4. “Hukuk, devletteki bir sınıfın özel mutluluğuyla ilgilenmez”
İdeal sistemde fakirlik de zenginlik de hoş karşılanan durumlar değildir. Zenginleşen bir zanaatkâr tembel ve ihmalci bir hal alacak, fakir kişi ise temel araçlarını sağlayamayacak ve ortaya daha kötü işler çıkarmaya başlayacaktır. Bir kent dendiği zaman kutuplaşmalar ve ayrışmalar değil, uyum ve birlik söz konusu olmalıdır. Vatandaşlar birbirine uydurulmalı ve kendi çıkarlarından öte büyük birlikteliğin ve uyumun bir parçası olarak çalışmalıdır.

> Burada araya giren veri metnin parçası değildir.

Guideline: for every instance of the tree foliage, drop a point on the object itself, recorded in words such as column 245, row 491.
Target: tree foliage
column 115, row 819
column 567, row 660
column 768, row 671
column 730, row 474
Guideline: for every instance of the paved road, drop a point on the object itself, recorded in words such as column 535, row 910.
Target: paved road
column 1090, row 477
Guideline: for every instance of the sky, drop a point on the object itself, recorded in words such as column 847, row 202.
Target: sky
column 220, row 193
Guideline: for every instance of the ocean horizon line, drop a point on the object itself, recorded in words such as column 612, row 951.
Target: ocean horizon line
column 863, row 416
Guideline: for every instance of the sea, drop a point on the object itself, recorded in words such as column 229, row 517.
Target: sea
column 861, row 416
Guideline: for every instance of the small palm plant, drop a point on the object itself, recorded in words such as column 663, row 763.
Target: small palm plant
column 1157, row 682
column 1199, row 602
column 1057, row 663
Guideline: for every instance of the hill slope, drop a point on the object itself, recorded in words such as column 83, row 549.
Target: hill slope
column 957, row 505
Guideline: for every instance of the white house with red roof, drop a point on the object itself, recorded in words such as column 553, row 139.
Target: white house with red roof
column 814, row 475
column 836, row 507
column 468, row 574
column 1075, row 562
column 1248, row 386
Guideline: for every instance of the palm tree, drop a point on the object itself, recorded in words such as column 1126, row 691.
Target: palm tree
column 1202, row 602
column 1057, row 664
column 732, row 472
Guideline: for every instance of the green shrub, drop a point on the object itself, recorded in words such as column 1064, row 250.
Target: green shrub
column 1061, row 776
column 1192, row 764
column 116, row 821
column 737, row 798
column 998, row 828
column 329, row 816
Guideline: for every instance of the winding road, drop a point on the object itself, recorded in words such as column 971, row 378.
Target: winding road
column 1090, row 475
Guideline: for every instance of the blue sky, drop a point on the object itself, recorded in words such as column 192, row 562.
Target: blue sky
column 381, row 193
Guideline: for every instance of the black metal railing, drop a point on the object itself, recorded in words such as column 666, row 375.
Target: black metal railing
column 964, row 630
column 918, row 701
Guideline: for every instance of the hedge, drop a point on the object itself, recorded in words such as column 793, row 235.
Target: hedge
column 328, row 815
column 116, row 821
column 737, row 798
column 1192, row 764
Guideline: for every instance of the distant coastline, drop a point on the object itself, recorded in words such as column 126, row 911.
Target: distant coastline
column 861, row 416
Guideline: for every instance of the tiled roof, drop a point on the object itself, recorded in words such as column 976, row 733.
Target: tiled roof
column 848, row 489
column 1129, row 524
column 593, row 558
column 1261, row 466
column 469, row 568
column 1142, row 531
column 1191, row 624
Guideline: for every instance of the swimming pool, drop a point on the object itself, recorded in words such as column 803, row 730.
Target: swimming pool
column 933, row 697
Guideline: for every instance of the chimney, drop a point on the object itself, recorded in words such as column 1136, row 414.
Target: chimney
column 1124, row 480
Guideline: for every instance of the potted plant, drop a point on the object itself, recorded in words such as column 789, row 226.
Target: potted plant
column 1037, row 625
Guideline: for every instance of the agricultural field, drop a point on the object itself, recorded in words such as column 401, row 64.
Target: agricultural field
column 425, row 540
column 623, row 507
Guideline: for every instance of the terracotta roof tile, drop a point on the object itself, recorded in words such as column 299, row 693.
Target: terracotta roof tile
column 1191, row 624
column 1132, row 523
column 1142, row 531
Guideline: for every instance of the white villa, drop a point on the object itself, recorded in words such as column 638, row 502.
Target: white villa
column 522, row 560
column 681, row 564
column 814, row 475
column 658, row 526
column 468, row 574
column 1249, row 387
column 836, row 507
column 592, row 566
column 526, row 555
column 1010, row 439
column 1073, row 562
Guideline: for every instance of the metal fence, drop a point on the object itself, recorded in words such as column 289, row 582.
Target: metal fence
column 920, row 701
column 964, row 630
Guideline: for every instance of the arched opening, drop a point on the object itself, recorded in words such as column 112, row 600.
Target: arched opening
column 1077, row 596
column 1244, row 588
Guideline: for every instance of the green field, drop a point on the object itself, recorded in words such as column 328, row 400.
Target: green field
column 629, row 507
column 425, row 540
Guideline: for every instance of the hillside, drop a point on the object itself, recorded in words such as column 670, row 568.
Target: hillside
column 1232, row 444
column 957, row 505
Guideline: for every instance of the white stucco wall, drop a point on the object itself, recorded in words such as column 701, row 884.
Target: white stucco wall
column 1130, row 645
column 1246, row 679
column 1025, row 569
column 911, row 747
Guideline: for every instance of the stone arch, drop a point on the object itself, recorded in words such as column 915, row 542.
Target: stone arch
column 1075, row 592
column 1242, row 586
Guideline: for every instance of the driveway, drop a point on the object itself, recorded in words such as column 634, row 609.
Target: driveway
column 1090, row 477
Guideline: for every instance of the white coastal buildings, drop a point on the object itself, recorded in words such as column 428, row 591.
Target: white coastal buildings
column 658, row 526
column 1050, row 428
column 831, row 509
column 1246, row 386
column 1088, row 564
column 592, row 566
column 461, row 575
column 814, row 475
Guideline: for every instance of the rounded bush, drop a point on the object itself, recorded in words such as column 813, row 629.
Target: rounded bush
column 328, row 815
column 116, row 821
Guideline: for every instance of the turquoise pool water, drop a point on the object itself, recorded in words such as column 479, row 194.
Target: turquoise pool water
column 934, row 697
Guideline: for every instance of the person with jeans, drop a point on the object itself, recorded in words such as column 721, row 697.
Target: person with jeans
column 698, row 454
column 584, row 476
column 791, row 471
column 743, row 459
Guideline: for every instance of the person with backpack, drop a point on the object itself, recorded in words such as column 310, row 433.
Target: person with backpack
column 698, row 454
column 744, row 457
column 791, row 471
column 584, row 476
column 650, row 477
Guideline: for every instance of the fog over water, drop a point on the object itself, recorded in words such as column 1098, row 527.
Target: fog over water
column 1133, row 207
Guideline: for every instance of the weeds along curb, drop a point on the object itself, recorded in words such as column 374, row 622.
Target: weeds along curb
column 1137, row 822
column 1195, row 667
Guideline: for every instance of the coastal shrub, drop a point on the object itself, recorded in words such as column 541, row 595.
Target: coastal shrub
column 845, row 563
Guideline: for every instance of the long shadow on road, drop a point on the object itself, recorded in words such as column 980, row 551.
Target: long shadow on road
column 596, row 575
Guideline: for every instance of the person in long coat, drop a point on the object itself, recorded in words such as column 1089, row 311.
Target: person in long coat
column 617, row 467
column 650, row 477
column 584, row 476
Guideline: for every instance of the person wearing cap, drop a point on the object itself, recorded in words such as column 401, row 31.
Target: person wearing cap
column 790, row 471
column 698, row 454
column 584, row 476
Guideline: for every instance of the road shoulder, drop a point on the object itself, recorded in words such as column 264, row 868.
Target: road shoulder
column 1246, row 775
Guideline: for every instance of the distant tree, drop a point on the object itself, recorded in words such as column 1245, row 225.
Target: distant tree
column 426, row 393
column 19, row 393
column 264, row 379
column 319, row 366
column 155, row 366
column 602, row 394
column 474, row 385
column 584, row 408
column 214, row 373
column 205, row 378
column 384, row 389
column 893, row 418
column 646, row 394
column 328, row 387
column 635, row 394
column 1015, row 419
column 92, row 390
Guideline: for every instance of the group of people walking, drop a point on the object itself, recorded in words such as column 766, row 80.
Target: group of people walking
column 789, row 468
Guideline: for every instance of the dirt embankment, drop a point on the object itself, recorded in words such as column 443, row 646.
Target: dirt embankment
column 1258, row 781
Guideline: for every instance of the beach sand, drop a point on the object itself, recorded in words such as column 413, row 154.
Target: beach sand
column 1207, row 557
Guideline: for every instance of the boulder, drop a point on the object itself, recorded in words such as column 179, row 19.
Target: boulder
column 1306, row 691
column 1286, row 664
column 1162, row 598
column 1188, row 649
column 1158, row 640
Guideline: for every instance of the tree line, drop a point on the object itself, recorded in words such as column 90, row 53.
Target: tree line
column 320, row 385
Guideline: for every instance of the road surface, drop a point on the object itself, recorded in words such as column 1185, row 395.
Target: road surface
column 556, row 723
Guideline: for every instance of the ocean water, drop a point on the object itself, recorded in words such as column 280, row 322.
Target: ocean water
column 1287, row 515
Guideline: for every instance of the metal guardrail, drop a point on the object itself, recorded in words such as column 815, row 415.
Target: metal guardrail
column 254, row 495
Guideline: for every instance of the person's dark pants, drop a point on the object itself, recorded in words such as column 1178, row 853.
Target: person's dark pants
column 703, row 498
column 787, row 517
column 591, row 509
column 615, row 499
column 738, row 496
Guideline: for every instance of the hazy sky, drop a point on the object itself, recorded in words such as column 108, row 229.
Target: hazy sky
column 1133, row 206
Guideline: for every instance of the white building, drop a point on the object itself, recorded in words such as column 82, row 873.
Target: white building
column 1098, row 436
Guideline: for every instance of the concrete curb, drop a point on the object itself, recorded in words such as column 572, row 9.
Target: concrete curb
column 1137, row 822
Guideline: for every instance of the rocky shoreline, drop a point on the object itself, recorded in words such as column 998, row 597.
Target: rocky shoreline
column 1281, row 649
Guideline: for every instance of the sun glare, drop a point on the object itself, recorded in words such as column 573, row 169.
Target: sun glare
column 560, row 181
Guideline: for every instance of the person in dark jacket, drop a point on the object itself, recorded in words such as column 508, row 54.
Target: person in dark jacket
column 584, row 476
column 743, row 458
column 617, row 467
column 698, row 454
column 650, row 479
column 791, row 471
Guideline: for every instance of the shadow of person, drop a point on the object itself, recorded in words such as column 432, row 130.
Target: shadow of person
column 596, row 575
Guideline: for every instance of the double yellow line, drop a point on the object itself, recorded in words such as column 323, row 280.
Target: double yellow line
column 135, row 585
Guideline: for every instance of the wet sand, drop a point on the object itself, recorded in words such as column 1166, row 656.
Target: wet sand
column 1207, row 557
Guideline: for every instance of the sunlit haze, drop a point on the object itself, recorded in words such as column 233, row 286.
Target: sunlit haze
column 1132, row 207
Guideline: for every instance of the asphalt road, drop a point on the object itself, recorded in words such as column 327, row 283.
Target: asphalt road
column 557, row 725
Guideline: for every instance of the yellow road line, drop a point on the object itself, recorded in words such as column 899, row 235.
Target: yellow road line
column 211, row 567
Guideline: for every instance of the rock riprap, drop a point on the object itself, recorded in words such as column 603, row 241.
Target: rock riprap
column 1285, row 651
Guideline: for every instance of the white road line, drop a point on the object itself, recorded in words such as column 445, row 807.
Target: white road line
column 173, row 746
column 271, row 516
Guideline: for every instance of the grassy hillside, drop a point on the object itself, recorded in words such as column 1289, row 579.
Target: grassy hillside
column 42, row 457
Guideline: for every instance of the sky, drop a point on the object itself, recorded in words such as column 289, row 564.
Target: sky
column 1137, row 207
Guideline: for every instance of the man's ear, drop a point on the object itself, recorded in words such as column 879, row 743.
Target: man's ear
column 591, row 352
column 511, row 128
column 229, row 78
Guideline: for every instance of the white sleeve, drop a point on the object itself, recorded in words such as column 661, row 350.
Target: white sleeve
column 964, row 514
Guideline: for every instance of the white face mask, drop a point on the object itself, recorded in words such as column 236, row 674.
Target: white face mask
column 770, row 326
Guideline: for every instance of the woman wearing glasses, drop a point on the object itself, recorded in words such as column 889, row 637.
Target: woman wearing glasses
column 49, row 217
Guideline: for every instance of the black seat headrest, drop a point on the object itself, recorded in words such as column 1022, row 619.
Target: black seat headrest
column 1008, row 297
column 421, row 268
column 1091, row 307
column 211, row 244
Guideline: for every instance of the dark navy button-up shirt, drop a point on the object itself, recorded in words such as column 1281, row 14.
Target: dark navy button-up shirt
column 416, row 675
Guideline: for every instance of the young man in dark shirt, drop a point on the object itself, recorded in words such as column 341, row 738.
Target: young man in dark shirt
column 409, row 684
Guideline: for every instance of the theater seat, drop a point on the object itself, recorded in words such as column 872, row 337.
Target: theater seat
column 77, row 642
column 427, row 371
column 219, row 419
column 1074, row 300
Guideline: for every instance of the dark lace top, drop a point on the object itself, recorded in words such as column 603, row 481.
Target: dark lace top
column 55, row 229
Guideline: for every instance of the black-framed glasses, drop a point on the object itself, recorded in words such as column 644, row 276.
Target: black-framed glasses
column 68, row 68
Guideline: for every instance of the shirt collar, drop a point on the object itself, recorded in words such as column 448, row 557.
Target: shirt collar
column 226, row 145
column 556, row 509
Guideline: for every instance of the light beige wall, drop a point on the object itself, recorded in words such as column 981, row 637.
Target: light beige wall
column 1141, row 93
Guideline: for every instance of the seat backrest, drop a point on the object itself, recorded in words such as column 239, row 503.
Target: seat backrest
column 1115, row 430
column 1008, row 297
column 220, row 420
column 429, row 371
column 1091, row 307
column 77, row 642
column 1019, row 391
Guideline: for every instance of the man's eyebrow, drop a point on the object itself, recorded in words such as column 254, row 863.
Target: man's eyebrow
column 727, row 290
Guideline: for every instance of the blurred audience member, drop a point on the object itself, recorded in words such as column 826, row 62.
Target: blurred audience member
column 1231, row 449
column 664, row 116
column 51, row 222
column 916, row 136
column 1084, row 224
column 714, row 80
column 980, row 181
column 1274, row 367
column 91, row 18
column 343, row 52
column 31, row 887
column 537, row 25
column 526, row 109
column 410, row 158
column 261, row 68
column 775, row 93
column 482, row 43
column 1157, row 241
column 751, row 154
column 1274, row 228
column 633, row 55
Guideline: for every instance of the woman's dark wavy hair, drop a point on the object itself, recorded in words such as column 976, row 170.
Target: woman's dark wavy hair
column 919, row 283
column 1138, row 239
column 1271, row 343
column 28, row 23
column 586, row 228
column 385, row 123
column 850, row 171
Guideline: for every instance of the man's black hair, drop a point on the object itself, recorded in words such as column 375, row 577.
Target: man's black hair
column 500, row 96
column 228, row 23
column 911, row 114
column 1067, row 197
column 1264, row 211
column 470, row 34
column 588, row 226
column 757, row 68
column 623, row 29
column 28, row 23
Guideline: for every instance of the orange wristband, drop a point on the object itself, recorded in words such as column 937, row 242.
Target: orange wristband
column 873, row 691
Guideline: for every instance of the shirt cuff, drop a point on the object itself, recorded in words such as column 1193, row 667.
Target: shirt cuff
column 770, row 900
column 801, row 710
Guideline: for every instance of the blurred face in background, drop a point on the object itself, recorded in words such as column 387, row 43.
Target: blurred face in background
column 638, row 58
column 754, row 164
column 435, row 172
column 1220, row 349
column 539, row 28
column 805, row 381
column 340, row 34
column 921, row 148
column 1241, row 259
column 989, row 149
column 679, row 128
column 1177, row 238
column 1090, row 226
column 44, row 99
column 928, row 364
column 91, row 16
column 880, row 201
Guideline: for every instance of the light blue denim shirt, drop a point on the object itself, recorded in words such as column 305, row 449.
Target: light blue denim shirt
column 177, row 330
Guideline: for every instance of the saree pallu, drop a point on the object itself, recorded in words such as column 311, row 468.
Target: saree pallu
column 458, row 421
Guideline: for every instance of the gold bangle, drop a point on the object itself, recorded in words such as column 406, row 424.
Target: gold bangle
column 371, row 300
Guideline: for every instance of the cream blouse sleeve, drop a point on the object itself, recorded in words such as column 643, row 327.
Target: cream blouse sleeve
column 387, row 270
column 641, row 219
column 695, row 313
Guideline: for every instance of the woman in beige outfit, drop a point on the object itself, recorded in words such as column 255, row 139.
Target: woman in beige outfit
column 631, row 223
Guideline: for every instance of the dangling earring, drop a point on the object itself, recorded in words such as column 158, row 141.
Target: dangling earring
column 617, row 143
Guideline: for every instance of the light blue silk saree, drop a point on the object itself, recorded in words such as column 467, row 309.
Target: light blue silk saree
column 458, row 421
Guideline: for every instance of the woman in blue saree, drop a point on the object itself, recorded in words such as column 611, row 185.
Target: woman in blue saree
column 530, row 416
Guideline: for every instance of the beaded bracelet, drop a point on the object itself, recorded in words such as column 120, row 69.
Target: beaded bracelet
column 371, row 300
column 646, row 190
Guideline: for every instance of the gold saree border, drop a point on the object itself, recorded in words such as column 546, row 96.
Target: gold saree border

5. “Bir devlette zenginlik ve zenginler şereflendirildiğinde, erdemin ve iyiliğin şerefi azalır”
İnsanları bir uyum içinde ve daha anlamlı birlikteliklerin parçası olarak tutacak değerler ne denli zamansız ve kapsayıcı ise o kadar kalıcı sonuçlar ortaya çıkmaktadır. Daha adil bir sistemde insanlar iyilik, güzellik, nezaket ve cömertlik gibi erdemlerin etrafında toplanır. Ancak ne zaman ki bu değerler sadece bir sınıfın refahına indirgenirse kapsayıcılık kaybolur, toplumdaki uyum yok olmaya başlar.
6. “Ekmek yeme isteği, iki açıdan da lüzumludur; hem faydalıdır hem de bu istek doyurulmazsa ölürüz”
Temel ihtiyaçlarımızı gidermenin zaruri bir yanı vardır. Bunun yanı sıra sağlığımıza olumlu etki ederler. Hatta ağız tadını tatmin etmenin dahi insanı zindeliğe yönelttiği sürece bir anlamı vardır. Fakat sadece zevklerinin peşinde koşan ve bu arzularının kölesi olan insana “asalak arı” adını takmıştır Platon. Bitmeyen isteklerinden hiçbiri onu tatmin etmeyecek ve onları elde etmek için hiç durmayan çabasından dolayı ne denli bitap düştüğünü dahi fark edemeyecektir.